But I knew the basics.

First, start with a couple of bankers; a couple of lines almost certain to get at least a giggle. This calms everyone down, reassures the audience that they are not going to have to worry about you, and then you can drift off into the more bizarre and log winded stories.

Second, even if inside you are shaking like a new and over enthusiastic belly dancer, make sure you exude confidence and calmness. Otherwise your audience will sense your fear. Like animals, they can smell it.

Thirdly, mock the place you are in, or better still, the place nearby that they will all mock. Doesn’t need to be funny; does need to be geographically accurate.

But last week was different. Bridgwater’s Got Talent. A talent contest which I’d been invited to enter. The only comic on the bill, I was surrounded by ludicrously talented young people. I was, literally (and I am using literally literally here) more than twice the age of anyone else on stage. Including the compere.

And being a family gig I couldn’t use my tried and tested material about bodily fluids and the negative consequences of maleness. I also could not swear. To add to the challenge I was on at 745 in the evening with an audience that wasn’t really drinking.

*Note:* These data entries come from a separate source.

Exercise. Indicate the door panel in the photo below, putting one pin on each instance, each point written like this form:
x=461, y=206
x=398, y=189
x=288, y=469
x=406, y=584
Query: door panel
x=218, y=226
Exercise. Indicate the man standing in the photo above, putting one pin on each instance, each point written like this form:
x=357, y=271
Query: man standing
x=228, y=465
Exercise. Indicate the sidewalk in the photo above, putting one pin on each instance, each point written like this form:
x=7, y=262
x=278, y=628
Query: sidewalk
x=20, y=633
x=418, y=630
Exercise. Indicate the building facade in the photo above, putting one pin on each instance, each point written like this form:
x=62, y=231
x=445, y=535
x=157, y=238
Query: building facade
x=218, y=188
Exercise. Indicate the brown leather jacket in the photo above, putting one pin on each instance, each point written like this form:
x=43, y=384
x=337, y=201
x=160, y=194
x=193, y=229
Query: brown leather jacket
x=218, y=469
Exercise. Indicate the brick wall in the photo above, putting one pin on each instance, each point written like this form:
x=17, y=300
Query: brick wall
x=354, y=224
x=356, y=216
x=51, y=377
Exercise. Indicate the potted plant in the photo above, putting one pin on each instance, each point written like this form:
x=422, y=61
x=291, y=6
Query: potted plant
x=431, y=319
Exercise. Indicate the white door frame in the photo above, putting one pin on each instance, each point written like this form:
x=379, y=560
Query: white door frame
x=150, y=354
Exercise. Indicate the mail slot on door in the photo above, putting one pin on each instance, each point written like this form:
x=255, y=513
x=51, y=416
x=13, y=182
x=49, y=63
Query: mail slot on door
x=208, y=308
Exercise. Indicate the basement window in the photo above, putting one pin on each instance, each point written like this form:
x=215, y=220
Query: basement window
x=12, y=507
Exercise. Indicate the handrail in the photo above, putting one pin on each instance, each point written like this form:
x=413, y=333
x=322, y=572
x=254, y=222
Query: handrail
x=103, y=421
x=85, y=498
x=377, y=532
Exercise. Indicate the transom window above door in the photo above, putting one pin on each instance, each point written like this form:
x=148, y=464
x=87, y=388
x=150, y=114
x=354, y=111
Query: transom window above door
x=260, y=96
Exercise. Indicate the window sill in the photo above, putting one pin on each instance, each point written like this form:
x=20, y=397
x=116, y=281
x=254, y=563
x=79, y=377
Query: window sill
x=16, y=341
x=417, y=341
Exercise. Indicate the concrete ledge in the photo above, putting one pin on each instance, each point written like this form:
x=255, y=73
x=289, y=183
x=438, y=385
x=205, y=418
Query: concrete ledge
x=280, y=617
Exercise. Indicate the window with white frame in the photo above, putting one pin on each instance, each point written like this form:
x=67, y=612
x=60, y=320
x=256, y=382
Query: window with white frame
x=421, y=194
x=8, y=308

So judge for yourselves, but given the circumstances I was grateful for the polite laughter and not disappointed that I didn’t get the much sought after wave after wave of laughter as one gag segues beautifully into the next and the crescendo of guffaws gradually hits a high point at exactly the right moment. The nirvana for comics; the moment that banishes the self doubt for at least half an hour, or until the valium and vodka kicks in

So thank you Bridgwater; a fun evening and good lesson for me. But I doubt you’ll be devastated to hear that I probably won’t be back! Or if I do return, it’ll be as a belly dancer.